Now one of the things that the kind of crypto true believers if you like push back to that kind of sentiment with is well be patient. This is a very new asset class, these are very new currencies. I'm not so sure, right. It's had 13 years to prove itself, it still doesn't have that many real life use cases. I still can't buy a cup of tea with Bitcoin. Do you think it's had the time to prove itself yet?
Yes, I think 13 years, I mean it's been 13 years since the Satoshi Nakamoto white paper, which is, if you like, the foundation of all of this. On the other hand Katie, I wouldn't be so sceptical about the technology. I think there are some elements that we can certainly learn from. And I can give you a couple of examples that the central banks have used, really taking some lessons from the decentralisation using public key cryptography that is really powered some of the innovation within central banks.

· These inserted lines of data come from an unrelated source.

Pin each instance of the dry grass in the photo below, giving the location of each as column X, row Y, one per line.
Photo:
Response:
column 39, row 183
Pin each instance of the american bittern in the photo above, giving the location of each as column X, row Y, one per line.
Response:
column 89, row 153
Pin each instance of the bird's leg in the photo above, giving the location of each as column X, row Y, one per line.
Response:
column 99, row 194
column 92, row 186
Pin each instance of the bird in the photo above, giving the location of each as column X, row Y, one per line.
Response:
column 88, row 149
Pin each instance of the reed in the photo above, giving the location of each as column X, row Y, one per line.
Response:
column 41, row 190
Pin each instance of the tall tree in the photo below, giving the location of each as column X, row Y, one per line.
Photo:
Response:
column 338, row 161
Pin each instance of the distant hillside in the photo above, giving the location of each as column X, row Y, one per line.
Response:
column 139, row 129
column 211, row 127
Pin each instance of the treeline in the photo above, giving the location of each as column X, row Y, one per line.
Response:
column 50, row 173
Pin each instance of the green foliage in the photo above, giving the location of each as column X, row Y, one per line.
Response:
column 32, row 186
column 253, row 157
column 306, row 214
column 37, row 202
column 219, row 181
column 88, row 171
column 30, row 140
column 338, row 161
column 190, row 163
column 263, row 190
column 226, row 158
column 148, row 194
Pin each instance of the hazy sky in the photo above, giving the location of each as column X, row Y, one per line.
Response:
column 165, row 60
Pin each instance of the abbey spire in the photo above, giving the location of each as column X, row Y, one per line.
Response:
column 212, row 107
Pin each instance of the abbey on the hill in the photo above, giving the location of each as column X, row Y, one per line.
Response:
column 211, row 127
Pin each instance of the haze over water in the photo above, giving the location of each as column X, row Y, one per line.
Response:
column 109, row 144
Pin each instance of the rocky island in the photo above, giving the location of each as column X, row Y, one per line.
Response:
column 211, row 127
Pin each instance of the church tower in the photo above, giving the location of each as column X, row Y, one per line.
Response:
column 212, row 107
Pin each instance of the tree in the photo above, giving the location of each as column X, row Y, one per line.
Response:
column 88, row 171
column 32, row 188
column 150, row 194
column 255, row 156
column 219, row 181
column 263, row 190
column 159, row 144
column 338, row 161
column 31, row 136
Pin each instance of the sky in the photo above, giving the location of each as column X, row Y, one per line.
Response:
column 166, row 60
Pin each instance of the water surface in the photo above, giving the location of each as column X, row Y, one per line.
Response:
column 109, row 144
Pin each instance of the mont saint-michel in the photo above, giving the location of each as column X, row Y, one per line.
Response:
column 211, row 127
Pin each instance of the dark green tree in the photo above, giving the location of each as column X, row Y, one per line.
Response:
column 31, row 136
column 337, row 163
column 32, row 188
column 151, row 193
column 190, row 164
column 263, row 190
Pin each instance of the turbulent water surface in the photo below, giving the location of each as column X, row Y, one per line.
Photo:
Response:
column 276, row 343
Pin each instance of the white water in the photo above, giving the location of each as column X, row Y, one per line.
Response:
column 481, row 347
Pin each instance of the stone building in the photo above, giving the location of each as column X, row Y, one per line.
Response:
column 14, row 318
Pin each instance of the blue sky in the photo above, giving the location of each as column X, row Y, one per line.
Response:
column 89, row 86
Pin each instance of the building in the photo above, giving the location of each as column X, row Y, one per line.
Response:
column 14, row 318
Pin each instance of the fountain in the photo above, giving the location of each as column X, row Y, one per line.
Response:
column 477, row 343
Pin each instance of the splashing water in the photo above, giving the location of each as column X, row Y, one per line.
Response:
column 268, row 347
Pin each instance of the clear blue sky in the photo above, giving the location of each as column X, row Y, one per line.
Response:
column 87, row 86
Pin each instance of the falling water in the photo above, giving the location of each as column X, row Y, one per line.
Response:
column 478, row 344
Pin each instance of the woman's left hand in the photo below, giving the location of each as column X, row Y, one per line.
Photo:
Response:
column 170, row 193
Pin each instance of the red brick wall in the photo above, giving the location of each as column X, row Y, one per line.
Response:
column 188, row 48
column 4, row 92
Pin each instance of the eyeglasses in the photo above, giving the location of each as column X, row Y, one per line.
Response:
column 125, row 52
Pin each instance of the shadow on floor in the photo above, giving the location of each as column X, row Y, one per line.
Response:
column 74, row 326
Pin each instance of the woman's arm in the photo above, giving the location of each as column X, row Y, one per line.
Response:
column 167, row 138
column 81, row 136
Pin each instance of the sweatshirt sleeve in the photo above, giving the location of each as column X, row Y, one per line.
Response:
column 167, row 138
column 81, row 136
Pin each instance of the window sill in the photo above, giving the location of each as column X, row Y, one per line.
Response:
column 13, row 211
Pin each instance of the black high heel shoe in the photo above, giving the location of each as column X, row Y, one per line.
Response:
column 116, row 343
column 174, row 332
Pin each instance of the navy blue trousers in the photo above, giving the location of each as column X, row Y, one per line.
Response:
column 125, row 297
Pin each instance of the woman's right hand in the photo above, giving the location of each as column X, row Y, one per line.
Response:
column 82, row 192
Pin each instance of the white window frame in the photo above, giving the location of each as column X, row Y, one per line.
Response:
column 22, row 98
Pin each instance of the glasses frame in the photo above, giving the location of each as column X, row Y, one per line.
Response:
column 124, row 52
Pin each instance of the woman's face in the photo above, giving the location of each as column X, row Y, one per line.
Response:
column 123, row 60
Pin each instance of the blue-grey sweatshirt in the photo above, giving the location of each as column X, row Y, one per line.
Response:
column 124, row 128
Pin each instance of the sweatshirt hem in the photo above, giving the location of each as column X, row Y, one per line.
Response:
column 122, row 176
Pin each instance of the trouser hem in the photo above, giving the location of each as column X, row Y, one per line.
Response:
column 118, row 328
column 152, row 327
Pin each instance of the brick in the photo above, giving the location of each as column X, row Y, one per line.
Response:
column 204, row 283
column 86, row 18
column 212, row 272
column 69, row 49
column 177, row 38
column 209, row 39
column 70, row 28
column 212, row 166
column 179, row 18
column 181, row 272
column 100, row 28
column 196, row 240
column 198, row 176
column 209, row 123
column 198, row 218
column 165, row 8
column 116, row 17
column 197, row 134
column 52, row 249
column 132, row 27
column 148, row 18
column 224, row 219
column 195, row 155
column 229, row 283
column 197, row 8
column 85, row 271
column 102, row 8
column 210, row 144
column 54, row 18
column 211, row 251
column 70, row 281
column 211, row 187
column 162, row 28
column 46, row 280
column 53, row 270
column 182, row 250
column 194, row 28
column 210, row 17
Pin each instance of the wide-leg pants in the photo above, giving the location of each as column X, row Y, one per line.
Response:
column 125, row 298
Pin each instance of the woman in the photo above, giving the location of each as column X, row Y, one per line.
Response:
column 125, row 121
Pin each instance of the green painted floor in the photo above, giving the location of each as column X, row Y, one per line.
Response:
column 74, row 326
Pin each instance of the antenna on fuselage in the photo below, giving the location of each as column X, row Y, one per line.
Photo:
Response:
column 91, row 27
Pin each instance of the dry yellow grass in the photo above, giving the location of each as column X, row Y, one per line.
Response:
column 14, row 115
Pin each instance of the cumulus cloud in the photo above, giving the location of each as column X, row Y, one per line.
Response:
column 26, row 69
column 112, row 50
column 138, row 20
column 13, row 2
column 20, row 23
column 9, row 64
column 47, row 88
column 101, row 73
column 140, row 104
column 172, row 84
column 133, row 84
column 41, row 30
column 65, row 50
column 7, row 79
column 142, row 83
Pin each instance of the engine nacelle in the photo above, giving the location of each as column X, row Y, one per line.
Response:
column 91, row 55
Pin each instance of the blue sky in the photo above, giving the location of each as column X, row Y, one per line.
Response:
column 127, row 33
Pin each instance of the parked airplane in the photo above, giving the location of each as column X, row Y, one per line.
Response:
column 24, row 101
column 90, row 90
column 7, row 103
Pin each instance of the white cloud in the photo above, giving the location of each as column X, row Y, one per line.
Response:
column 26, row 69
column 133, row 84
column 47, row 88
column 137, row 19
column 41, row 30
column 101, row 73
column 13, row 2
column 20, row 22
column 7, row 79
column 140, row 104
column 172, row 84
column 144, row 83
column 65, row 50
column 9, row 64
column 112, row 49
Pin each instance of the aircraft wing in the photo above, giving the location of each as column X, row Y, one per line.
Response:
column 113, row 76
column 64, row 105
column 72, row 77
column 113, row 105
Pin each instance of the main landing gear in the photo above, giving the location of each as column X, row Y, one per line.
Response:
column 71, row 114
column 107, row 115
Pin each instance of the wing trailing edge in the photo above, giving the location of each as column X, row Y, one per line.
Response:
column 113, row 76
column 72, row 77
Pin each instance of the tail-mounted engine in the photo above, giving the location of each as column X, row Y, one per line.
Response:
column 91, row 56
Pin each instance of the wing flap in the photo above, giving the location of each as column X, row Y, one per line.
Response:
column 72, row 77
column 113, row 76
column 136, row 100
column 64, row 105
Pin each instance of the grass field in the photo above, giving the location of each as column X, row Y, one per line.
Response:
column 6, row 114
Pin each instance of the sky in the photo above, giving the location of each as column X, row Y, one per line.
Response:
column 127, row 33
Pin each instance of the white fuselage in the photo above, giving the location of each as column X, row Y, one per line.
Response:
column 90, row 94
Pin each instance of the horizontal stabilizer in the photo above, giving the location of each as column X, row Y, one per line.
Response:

So I wouldn't be so sceptical as to say there is nothing of use here. I think there's definitely a very useful technology that we can draw. In particular, the way that public key cryptography can be used to validate transactions in a decentralised way. And I think one of the things that is very, very important for the central banking world is that as soon as we get to cross-border usage, there's more than one central bank involved and, therefore, more than one currency.
And almost by definition, you need some kind of decentralisation. And so the way that we've approached decentralisation is let's bring in real names rather than using private keys so that we can tackle the underlying laundering and fraud and so on. But make sure that we give privacy to the transactions.